Creo que estamos en un momento de grandes oportunidades. China e India también están empezando a organizarse, y el rol de América Latina es fundamental. En realidad, de América del Sur, para ser precisos. Pero para ello es fundamental que cada uno de esos polos asuma su propio modelo de desarrollo y sus propias concepciones, que escapen de la visión unilateralista del “pensamiento único de Occidente”. Para ello cada especificidad debe ser reconocida como legítima. En la medida en que se conozca una pluralidad legítima, los conflictos en el plano internacional corren menos riesgo de asumir una forma antagónica. Lo que no significa que los conflictos vayan a desaparecer.

Volviendo a los peligros de cierto autoritarismo, Venezuela es un buen ejemplo. Claramente Chávez construye un régimen populista, en términos de Ernesto Laclau, rompe con el statu quo e inaugura su propia institucionalidad. Sin embargo, hoy esas instituciones se transforman en una amenaza cada vez más grande contra la oposición al gobierno.
Sí, pero por otra parte es cierto que la oposición no da lugar al agonismo tampoco. Porque, para que haya una política agonista es necesario también que el “otro” acepte eso. Si los oponentes están planteando todo el tiempo tu eliminación, ¿cómo puede ser posible reaccionar con un discurso agonista?

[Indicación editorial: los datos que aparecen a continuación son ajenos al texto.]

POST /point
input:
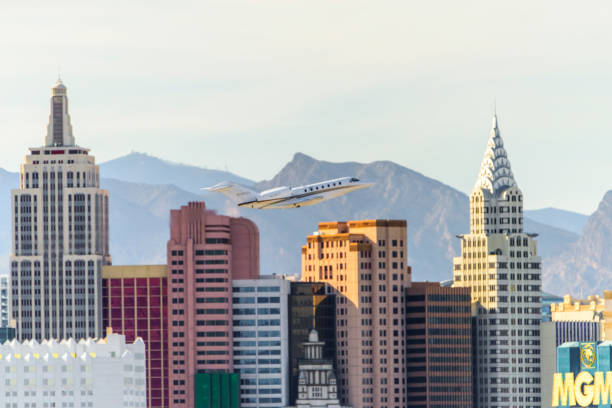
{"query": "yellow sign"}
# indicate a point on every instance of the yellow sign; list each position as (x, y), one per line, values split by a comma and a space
(588, 355)
(584, 390)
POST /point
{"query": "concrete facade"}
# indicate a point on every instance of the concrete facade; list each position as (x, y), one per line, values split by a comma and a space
(311, 305)
(438, 346)
(261, 341)
(317, 382)
(71, 374)
(135, 304)
(205, 252)
(499, 262)
(60, 236)
(5, 301)
(365, 264)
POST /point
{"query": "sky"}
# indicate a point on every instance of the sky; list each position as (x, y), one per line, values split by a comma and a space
(243, 85)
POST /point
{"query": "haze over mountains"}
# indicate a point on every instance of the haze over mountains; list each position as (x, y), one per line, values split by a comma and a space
(143, 189)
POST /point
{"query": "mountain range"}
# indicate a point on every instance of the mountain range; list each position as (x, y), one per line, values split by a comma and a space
(144, 188)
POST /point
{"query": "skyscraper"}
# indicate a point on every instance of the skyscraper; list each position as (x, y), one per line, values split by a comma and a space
(364, 264)
(59, 235)
(438, 346)
(135, 304)
(500, 263)
(311, 306)
(205, 252)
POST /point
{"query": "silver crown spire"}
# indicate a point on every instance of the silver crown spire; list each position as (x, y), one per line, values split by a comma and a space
(495, 172)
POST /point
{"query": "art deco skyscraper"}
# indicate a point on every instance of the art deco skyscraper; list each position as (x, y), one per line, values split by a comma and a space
(500, 263)
(60, 235)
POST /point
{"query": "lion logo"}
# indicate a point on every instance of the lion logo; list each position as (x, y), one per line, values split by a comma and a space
(587, 355)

La pregunta, entonces, es cómo plantear una política agonista en América Latina, donde el comportamiento de la derecha siempre es ése.
El punto es pensar una política de izquierda que apunte a la transformación sin caer en la Tercera Vía europea. En este sentido, la gran diferencia que plantea América Latina respecto de Europa es que aquí tienen una izquierda que no cayó en el liberalismo y que tampoco repite fórmulas jacobinas. Es una izquierda democrática. El problema es que la derecha lo que intenta hacer es sumergir esas experiencias en el puro antagonismo.

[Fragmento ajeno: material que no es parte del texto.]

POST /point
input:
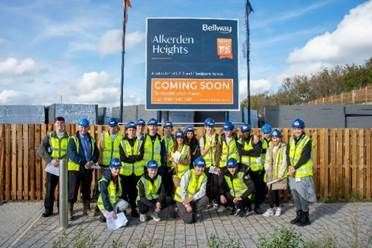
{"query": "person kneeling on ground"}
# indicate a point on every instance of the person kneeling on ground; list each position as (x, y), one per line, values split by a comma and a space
(190, 196)
(109, 202)
(238, 188)
(151, 192)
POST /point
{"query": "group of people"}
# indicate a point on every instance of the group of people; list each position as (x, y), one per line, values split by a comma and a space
(144, 174)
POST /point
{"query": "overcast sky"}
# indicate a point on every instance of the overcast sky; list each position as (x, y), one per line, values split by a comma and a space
(71, 49)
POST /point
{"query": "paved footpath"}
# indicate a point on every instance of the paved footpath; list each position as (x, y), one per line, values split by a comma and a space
(342, 221)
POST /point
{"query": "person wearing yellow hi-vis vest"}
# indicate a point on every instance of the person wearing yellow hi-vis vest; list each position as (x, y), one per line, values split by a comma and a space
(109, 200)
(82, 154)
(180, 157)
(300, 172)
(276, 168)
(52, 149)
(109, 144)
(131, 156)
(151, 193)
(190, 195)
(238, 188)
(250, 150)
(209, 150)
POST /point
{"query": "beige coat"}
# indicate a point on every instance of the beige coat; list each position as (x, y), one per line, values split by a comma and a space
(271, 155)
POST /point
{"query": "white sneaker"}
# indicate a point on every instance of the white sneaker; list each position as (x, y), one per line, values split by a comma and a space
(278, 211)
(155, 216)
(142, 217)
(269, 212)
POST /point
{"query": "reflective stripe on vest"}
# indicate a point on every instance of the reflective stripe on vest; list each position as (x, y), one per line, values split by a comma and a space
(58, 146)
(229, 150)
(210, 141)
(236, 185)
(71, 165)
(114, 191)
(254, 163)
(194, 185)
(137, 168)
(295, 152)
(152, 150)
(182, 168)
(110, 148)
(151, 188)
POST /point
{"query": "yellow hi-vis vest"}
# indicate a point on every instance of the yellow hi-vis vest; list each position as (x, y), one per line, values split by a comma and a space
(236, 184)
(229, 150)
(137, 168)
(194, 185)
(182, 168)
(114, 191)
(295, 151)
(58, 145)
(210, 141)
(71, 165)
(151, 188)
(152, 150)
(254, 163)
(110, 148)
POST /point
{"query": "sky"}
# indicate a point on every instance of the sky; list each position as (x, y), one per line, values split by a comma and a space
(70, 50)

Y volver impracticable el agonismo.
Exacto. Entonces lo más importante en ese contexto es hegemonizar el mayor número de grupos, impidiendo a la oposición que construya una contrahegemonía. Al respecto, creo que la situación en la Argentina es muy distinta a la de Venezuela, porque allí la sociedad está mucho más polarizada. No es fácil para Chávez ganarse aliados. Mientras que aquí, el proyecto kirchnerista podría sumar otros sectores, en la medida en que se preocupe por articular los intereses y demandas dispersos en la sociedad.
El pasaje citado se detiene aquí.